Da igual
Libros / Agota Kristof

Da igual

8 / 10
Judit Monferrer Barrionuevo — 09-07-2021
Empresa — Alpha Decay

Para leer y disfrutar "Da igual", tan atmosférica y compacta en sus veinticinco cuentos, no hace falta haber leído antes algo de la autora, pero desde luego ayuda conocerla un poco, saber quién era para, así, comprender de dónde salen todas estas narraciones. Agota Kristof nació en 1935 en Csikvánd (Hungría), pero tuvo que huir de allí a los veintiún años, expulsada por los tanques soviéticos. Fue a parar a Suiza, donde permaneció toda su vida, hasta que murió en 2011, y donde desarrolló una amplia carrera literaria en francés, un idioma del que no sabía nada y que acabó dominando. Kristof fue una mujer valiente cuyos anhelos se vieron destruidos por la guerra y cuya fuerza de voluntad la sacó adelante, con nuevos sueños en el horizonte, esperando a ser cumplidos.
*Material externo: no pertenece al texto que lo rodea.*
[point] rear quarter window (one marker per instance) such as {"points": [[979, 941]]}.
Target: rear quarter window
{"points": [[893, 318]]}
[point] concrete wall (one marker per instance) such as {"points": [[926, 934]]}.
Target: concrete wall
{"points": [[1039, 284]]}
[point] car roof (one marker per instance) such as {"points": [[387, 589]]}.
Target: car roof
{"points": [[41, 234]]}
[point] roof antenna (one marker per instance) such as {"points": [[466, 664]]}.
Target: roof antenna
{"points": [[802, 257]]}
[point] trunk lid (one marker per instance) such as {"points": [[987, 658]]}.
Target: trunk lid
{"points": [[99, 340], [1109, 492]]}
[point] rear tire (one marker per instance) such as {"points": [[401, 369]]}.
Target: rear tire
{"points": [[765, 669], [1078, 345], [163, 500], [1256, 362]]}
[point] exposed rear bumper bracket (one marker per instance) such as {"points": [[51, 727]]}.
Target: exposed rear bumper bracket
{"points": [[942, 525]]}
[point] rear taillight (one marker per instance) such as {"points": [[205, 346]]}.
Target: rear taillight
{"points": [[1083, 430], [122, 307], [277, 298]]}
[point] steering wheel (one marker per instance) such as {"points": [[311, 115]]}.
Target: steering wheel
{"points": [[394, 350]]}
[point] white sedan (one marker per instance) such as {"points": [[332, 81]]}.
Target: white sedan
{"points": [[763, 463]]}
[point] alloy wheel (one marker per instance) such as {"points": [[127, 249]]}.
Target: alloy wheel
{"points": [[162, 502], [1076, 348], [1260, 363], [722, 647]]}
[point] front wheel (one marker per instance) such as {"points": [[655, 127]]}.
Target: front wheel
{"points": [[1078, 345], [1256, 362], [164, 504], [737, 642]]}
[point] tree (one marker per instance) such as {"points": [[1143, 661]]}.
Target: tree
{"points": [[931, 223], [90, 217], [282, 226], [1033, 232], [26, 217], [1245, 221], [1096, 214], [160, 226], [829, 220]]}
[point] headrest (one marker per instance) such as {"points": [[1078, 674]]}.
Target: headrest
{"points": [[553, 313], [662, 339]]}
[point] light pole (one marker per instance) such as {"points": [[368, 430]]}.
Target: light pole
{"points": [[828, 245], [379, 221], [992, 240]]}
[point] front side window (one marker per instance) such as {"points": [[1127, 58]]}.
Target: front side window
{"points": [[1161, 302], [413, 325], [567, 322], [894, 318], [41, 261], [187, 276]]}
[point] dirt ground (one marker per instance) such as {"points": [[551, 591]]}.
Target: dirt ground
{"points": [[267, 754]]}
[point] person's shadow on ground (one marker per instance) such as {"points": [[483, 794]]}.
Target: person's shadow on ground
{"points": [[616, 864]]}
De hecho, fueron sus ansias de escribir, aún el desconocimiento del lenguaje, las que la llevaron a crear estos cuentos recogidos en "Da igual", plagados de la hostilidad y la fatalidad con las que la escritora veía el mundo. El libro se compone de narraciones cortas, siempre con una vuelta de tuerca, un giro despiadado y turbio a la vuelta de la esquina que le concede un significado distinto a cada cuento. Algunos son más directos y sencillos, más realistas, y otros son como un caleidoscopio de ideas y sensaciones surrealistas, metáforas, casi como una pesadilla de David Lynch. Agota Kristof tiene una gran imaginación, no sólo por los extractos en sí, sino por la perversidad con la que teje las historias, el toque sádico que les otorga. La ordinariez, la locura y la crudeza nunca vaticinan un final benévolo, ya que la esperanza no sirve de nada; la vida es así, sin medias tintas, y la autora está dispuesta a enseñárnoslo. Y nos lo creemos.

Con una escritura clara, poética pero entendible cuando las narraciones son sencillas, y enigmática y enrevesada –a veces demasiado– cuando son oníricas, Kristof impregna los cuentos de "Da igual" de existencialismo, uno que cuestiona la esencia y la muerte, la soledad, el hastío y la vejez, y que te hace reflexionar y te golpea con fuerza, como un toque de atención, como una llamada de socorro.

Las personas están hechas de anhelos. Albergan deseos de volver a un pasado mejor, más brillante y joven, lleno de recuerdos, empañados, sí, pero reales. Tienen ansias de un futuro prometedor, repleto de posibilidades y de esperanzas por cumplir, fantasías veladas de ambiciones. Quieren esto o aquello, y están alerta, siempre a punto para nuevas aventuras. Buscan desesperadamente lo que la vida les puede ofrecer, un algo significativo capaz de marcar la diferencia, capaz de darle sentido al presente. Porque las personas están hechas de anhelos, pero lo único que realmente quieren es saber que todo ha merecido la pena.

Al final, sin embargo, no importa qué es lo que quieren las personas. La vida tiene preparada un sinfín de sorpresas para ellas, algunas buenas, otras terribles, pero ambas impredecibles, al fin y al cabo. Y los sueños y anhelos, y los recuerdos, quedarán en nada, se transformarán de nuevo para ofrecer algo distinto. Algo común y único, pero propio. Un plan que trazará el camino, da igual en qué dirección. Porque, como escribe Kristof en uno de sus cuentos, “y, bajo mis párpados, pasarán las imágenes de la pesadilla que fue mi vida. Pero ya no me harán daño. Estaré en mi casa, sola, vieja y feliz”.